According to the researchers, this innovative device handles single electrons to stimulate electrical current. This development could potentially replace today’s ampere, which depends on measurements of mechanical forces on current-carrying wires.
The team tested the exact shape of the voltage pulses that manipulate the trapping and ejection of electrons. They succeeded in accelerating the overall rate of pumping without losing accuracy, because they changed the voltage slowly while trapping electrons, and then changed the voltage quickly when ejecting them.
The outcome? They pumped nearly a billion electrons per second, accounting for a 300-fold increase over the previous record for an accurate electron pump, established by the United States-based National Institute of Standards and Technology (NIST) 16 years ago.
They calculated the current with an accuracy of one part per million, despite the fact that the resulting current was small, totalling 150 picoamperes (e.g. 10 billion times smaller than the current used when boiling a kettle). This unprecedented result is a boon for researchers investigating the precise and fast control of single electrons, and it could lead to the redefinition of the ampere unit.

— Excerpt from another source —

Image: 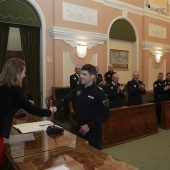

‘Our device is like a water pump in that it produces a flow by a cyclical action,’ said co-author Masaya Kataoka of the Quantum Detection Group at NPL. ‘The tricky part is making sure that exactly the same number of electronic charge is transported in each cycle. The way that the electrons in our device behave is quite similar to water; if you try and scoop up a fixed volume of water, say in a cup or spoon, you have to move slowly otherwise you’ll spill some. This is exactly what used to happen to our electrons if we went too fast.’
Commenting on the research, lead author Stephen Giblin, of the Quantum Detection Group at NPL, said: ‘For the last few years, we have worked on optimising the design of our device, but we made a huge leap forward when we fine-tuned the timing sequence. We’ve basically smashed the record for the largest accurate single-electron current by a factor of 300.
‘Although moving electrons one at a time is not new, we can do it much faster, and with very high reliability – a billion electrons per second, with an accuracy of less than one error in a million operations. Using mechanical forces to define the ampere has made a lot of sense for the last 60 or so years, but now that we have the nanotechnology to control single electrons we can move on.’